PdfHandler

High-level utilities for inspecting and modifying PDF files.

This module exposes PdfHandler, a convenience wrapper around pikepdf and pdfminer for:

  • text extraction and word counting

  • encryption, decryption, and permission inspection

  • moving, deleting, and resizing PDFs

  • merging PDFs with optional separator pages

class pdfhandler.pdf_handler.PdfHandler(pdf_path)[source]

Bases: object

Helper for common operations on a single PDF file.

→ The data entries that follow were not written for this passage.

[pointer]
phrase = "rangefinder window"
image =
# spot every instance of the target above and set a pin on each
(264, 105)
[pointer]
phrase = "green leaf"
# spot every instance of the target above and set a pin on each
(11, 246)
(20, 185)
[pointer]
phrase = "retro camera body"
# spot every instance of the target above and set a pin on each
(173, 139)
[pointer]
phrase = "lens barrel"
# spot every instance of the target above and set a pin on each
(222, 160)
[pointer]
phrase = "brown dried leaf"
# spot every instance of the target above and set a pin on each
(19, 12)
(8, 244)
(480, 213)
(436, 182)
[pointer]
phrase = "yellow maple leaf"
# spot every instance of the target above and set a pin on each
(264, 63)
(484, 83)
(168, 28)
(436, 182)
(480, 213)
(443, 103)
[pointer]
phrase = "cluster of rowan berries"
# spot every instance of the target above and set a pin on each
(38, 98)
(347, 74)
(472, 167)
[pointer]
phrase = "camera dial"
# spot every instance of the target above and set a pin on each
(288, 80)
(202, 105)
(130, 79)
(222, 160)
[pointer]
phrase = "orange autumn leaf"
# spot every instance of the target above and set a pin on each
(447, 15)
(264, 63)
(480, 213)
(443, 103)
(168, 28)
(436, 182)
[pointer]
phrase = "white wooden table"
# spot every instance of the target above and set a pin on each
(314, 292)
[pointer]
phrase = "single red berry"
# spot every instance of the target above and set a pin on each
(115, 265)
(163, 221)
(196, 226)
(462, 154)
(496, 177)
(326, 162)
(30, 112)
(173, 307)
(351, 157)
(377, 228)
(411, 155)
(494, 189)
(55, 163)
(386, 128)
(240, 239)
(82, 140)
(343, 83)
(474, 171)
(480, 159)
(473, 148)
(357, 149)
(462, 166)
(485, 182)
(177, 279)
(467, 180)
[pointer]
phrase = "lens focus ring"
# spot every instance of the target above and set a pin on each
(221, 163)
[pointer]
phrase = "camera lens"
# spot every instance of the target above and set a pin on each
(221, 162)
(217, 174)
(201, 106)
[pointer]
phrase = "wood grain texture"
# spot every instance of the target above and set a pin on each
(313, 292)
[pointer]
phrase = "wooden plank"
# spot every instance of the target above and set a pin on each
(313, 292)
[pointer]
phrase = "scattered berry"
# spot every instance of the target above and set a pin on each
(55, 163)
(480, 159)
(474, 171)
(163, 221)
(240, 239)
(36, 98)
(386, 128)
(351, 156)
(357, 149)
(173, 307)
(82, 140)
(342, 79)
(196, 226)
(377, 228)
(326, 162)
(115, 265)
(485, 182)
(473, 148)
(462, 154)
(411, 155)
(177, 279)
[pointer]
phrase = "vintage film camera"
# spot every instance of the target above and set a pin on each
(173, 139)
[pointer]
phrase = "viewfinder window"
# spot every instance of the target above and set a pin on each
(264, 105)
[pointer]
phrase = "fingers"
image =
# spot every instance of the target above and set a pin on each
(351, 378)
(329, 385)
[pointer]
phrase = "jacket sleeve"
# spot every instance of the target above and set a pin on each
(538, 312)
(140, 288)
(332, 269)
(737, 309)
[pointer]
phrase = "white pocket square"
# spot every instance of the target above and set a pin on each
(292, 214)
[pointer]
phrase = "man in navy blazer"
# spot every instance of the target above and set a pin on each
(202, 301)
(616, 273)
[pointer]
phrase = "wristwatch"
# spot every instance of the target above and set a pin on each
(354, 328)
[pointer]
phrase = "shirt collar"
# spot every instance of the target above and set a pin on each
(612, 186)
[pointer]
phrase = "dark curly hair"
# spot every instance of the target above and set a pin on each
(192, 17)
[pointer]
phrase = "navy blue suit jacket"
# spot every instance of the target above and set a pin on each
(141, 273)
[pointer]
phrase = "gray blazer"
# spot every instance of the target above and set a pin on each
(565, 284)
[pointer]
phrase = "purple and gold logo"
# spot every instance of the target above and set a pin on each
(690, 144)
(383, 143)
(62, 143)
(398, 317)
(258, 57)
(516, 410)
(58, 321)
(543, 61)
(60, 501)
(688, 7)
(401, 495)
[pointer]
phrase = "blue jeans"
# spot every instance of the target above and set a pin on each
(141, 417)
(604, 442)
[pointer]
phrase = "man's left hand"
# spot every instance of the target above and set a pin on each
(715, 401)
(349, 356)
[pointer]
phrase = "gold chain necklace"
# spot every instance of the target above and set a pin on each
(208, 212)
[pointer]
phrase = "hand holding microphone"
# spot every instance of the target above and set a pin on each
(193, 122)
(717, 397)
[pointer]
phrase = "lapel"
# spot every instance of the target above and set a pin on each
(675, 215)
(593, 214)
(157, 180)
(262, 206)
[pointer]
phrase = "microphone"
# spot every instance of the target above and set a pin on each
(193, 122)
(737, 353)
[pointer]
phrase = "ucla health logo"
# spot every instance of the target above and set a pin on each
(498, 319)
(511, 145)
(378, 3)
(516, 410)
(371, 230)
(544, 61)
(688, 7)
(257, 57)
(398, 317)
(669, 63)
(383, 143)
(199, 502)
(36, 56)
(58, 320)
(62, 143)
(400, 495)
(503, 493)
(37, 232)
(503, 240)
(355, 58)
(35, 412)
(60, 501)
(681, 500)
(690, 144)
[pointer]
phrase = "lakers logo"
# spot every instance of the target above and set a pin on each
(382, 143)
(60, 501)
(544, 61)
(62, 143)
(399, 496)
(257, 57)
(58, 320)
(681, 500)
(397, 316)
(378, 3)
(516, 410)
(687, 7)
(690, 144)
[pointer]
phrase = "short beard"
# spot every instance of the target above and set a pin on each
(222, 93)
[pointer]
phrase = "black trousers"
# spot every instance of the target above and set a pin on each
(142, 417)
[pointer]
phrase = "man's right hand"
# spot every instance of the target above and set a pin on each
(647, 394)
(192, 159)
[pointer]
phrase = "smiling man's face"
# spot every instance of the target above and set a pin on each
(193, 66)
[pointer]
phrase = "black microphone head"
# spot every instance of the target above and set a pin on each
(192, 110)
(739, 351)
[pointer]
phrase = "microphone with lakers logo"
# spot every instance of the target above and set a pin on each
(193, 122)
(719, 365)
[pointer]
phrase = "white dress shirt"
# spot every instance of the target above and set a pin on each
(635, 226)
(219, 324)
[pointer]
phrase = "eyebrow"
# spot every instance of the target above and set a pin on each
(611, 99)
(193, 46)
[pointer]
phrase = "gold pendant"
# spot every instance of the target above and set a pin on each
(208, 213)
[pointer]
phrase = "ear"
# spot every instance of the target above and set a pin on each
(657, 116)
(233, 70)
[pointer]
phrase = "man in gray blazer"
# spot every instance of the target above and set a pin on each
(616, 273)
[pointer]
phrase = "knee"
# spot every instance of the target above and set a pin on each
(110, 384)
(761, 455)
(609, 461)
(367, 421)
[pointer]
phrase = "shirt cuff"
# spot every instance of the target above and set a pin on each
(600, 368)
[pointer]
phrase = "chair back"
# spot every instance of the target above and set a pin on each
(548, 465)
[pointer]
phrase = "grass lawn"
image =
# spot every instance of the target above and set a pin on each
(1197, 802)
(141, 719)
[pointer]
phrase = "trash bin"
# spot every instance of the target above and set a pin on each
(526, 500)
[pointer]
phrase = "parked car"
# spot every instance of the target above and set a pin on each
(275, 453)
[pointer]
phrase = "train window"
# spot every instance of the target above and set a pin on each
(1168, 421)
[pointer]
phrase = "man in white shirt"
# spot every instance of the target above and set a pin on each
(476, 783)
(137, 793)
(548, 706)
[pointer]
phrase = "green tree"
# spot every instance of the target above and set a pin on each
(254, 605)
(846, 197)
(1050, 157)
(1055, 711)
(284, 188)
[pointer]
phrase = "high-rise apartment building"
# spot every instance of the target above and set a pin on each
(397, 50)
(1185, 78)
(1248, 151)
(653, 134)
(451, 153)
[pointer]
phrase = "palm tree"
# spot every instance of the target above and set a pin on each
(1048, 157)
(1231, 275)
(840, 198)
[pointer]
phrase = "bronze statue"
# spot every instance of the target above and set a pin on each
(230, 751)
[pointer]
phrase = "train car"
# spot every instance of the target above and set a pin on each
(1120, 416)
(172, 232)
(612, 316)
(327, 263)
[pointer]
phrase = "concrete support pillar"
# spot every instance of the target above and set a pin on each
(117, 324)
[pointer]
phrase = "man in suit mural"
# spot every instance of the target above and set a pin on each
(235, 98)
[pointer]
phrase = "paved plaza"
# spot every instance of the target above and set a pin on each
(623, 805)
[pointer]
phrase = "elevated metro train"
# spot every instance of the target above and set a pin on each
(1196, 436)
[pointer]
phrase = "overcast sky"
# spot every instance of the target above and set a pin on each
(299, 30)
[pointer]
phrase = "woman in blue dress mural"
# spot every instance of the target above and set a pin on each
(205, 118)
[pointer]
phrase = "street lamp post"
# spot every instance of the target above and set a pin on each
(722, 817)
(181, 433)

The handler validates the input path on construction and then provides methods for:

  • extracting text and counting words

  • checking and changing encryption / permissions

  • moving, deleting, and resizing the file

  • merging PDFs and inserting separator pages

cp(new_path=None)[source]

Copy the PDF to a specified location and return its Path.

Parameters:

new_path (str | Path | None, optional) – Path to the new copy. If None it will be saved to the original PDF’s path with ‘-copy’ embedded between the stem and suffix. (Default: None).

Return type:

Path

decrypt(output=None, in_place=False, owner_password=None)[source]

Decrypt the PDF if it is currently encrypted.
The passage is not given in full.